Many Australians are currently worried about the globalisation of people. It's easy to forget that it has always occurred. The United States took many of the world's surplus people throughout the 19th century, absorbing 20 million over 40 years, 1880-1920. In the decade prior to World War One, 8 million people steamed past the Statue of Liberty engraved with the words "Give me your tired, your poor, your huddled masses yearning to breathe free". They became a giant labour force that transformed the US from an agricultural society to the biggest industrial power on earth. Canada, Australia, South Africa and New Zealand took smaller numbers. Today people from Africa, Central America and the Middle East chase better lives in Europe. Everywhere the ethnic composition of developed countries changes before our eyes.

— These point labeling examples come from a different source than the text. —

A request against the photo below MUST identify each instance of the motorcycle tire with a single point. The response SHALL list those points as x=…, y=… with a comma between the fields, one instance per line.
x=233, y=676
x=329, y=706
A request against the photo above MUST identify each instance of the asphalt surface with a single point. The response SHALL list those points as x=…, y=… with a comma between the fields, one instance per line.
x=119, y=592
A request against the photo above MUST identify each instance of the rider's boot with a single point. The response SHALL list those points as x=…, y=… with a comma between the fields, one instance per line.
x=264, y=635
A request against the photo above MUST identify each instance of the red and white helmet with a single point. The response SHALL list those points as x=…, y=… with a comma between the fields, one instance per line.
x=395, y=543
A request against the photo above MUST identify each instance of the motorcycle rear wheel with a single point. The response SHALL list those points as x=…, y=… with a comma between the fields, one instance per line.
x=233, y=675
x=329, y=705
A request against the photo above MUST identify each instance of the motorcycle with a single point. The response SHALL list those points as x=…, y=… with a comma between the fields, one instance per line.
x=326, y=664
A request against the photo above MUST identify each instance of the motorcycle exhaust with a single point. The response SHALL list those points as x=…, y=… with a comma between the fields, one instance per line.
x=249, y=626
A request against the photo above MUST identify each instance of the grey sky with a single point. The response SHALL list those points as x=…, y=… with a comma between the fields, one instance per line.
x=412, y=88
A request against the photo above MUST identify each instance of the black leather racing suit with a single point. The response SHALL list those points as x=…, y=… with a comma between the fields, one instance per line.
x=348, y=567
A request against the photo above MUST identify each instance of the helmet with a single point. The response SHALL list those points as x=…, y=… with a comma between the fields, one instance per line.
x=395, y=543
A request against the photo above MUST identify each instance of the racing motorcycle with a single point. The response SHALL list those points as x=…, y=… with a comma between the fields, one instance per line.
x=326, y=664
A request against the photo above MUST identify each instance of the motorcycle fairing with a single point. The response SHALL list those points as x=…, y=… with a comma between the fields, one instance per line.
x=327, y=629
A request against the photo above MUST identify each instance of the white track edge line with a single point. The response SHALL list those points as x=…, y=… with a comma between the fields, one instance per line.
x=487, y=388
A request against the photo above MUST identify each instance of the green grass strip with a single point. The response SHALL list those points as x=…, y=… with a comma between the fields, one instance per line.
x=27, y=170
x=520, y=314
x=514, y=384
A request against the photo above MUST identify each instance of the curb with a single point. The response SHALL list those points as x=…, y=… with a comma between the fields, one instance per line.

The Americans have been the most successful at integrating the widest range of cultures. Russian and Polish Jews fleeing pogroms; German socialists on the run after 1848; Irish escaping the potato famine; Italians, Greeks, Turks, Scandinavians and now Latin Americans. All were, and still are absorbed into the ever-changing fabric of American life. But rapid change causes tension. Old customs and attitudes are challenged. History suggests that setting a reasonably firm set of parameters within which immigrants must operate, coupled with an open labour market, no easy access to welfare, and entree to the democratic process work best for everyone. As a graduate student in the US in the early 1960s I was struck by the stress in schools on honouring the flag, and learning American history, especially the War of Independence, the Constitution and the Civil War. Migrants were welcome, but they had to understand that their new country had bottom lines. They could access the huge privileges of their new home so long as they adapted swiftly. Public education was in English; ethnic dress gave way to American clothes, especially amongst the younger generation; a diversity of religion was tolerated so long as no one preached superiority; migrants were expected to work, were free to move around, marry "out", and settle where opportunities existed. The result is a hugely diverse nation. Wisconsin and Ohio have people of German origin; California of Latin Americans; Chicago and Boston of Irish; New York of African Americans. Riots there have been, especially in the 1960s when Blacks felt ghettoised and deprived of opportunities. But all wanted to be a part of society.

Recent riots in France and Australia, and earlier in Britain, stem in part from newer fads foisted on officials about immigration and acculturation. Some of the more radical human rights agendas of recent decades have preached the notion that all cultures are equal, even when they obviously aren't. Listening to feminists advocating tolerance for migrant clothing such as chadors and burkas, age-old symbols of female oppression, foisted on some Muslim women (and incidentally the cause of much eye trouble), would be amusing if the effects on the migrants themselves, and others who know what the clothing stands for, weren't so irritating. Paying easy welfare, encouraging newcomers to group in suburbs, maintain their language and customs, and allowing them to preach difference, even hate in their mosques, are recipes for disaster. There must be a price, not a high one, but a cost nonetheless, if one settles in somebody else's land. It's a need to adapt quickly.

None of this means I endorse the thuggish xenophobia of locals, wherever they are, be they drunken skin-heads or proto fascists in East Germany, Paris, Bradford or Sydney. But tolerating second-generation Lebanese men intent on enforcing head-dress on their women, and attacking those wearing bikinis, suggests that Australia, like some other countries, is intent on separatism and internal disharmony. The glue that holds modern societies together contains essential ingredients. Ending visible symbols of backwardness among migrants is a good place to start. Treating migration as a contract between the arrivals and their hosts where they are expected to work, be taught in English, and integrate themselves into the new society, are fundamental.

In the world of modern terrorism where the threat comes mostly from Muslim attitudes of superiority to the rest of us, it flies in the face of commonsense to argue we should lie back and enjoy it. Successful societies ensure that everyone shares values and contributes to the greater good. Tolerating separatism and sectarianism is a recipe for disaster. It's just another example of political correctness from the muddleheads in our midst who ignore history.